There are few options for Central Americans to migrate legally to the U.S. The relatively few who have family members who are U.S. citizens are eligible to receive a green card to join them, but often wait years or decades. The U.S. gives about 5,000 to 8,000 temporary work visas, mostly in agriculture, for Central Americans each year, compared with some 250,000 temporary visas that Mexicans receive.
In Reynosa, Jordi and his father had been steps from the U.S. border, preparing to cross with a group of migrants, when a Mexican government helicopter swooped down. Mr. Zelaya at the time was relieving himself in a bush about 70 yards away. Worried the helicopter would spot him and take him away, leaving Jordi alone, he hid. But when he emerged, Jordi was gone, taken by agents along with the others.

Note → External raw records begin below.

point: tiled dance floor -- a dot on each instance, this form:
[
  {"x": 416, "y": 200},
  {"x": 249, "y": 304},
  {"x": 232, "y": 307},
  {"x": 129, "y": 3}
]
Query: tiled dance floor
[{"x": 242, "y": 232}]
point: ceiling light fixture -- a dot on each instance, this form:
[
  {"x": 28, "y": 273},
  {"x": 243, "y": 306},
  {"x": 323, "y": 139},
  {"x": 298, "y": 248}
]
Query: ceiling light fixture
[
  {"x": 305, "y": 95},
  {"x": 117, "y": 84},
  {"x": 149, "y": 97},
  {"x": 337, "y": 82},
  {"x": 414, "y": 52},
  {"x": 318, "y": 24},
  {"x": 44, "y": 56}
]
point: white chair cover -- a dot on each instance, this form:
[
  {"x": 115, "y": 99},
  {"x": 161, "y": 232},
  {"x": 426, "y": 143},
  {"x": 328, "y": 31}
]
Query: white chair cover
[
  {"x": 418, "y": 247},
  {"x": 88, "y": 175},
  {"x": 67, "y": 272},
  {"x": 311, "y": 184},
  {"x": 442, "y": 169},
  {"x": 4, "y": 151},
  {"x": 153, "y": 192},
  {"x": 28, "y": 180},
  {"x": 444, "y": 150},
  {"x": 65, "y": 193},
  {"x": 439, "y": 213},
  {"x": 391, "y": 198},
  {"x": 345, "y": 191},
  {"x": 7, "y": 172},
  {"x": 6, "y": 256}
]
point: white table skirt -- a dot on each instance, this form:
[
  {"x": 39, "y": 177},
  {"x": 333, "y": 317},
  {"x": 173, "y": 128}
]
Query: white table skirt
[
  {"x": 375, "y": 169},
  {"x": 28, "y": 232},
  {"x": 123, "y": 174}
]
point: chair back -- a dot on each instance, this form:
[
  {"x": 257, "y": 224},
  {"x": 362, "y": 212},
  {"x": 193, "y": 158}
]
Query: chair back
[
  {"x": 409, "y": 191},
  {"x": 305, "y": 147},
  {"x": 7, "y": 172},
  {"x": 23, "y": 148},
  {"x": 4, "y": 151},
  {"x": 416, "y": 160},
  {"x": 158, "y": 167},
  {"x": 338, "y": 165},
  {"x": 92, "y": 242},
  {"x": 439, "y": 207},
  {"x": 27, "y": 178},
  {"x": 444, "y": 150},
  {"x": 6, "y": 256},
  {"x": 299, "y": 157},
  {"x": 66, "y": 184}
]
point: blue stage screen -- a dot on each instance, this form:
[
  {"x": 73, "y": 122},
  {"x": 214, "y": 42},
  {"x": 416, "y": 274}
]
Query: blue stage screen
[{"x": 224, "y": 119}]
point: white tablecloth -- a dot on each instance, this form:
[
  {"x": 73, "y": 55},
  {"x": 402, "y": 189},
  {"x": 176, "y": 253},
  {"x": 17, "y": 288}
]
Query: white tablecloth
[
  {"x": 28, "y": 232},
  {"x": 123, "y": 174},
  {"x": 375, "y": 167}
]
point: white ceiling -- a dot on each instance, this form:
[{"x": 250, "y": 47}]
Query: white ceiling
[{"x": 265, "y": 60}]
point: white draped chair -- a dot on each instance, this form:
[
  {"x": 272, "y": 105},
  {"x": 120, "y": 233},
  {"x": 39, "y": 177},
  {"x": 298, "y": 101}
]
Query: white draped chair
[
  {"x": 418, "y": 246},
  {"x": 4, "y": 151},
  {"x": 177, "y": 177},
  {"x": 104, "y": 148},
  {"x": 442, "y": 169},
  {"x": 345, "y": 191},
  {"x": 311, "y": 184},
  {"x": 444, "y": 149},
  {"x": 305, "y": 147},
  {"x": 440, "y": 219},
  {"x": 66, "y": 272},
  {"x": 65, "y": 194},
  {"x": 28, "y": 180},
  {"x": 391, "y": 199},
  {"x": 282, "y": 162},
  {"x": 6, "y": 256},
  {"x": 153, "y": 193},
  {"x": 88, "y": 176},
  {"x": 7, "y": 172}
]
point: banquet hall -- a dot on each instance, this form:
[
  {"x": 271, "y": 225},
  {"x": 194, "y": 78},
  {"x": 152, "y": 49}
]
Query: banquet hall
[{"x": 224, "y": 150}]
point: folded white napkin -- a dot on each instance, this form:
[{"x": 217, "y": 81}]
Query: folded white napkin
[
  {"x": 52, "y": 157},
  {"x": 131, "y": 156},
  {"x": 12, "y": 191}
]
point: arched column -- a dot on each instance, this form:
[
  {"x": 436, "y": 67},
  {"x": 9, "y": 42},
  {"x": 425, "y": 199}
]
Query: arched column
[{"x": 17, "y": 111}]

A frantic Mr. Zelaya searched local shelters and finally found Jordi later that day at the local Mexican immigration office. “When he saw me, he just said, ‘Papi, papi, papi,’ ” he said. Officers took them to a migrant shelter.
About two weeks later, Mr. Zelaya and Jordi crossed the Rio Grande with seven other migrants on a boat in the middle of the night. They turned themselves in to border patrol, who processed them and took them to a government shelter in Laredo.
They gave Mr. Zelaya a notice to check in with immigration officers within 30 days and let the pair go three days later.
Mr. Zelaya’s uncle paid for bus tickets to South Carolina. He is now making $110 a day on his uncle’s roofing crew. Every Thursday, he sends a photo of himself through an app on his phone to the local immigration office as he waits for a court hearing that will determine whether he and Jordi can stay.
Jordi has had a difficult time. He cries a lot. He has found a couple of playmates, cousins around his age, but hates to leave his father. Mr. Zelaya tries to bring his son along wherever he goes, even to work.
A few days after her husband began working, Ms. Zelaya received her first money transfer: $100. She ran out and bought food and diapers. “It’s hard, but knowing that they are in the U.S. will change everything for us,” she said. “God willing.”
Jordi talks to his mother on video calls, but still wonders why she isn’t there. “Last time we talked on the phone, he showed me a tin can where he is putting coins he finds to save up for me to come up,” she said.
She misses him enormously, but she didn’t see any other choice, she said. “Here, all there is is violence and gangs, poverty and perdition. He has gone to another world,” she said. “I don’t want him to return.”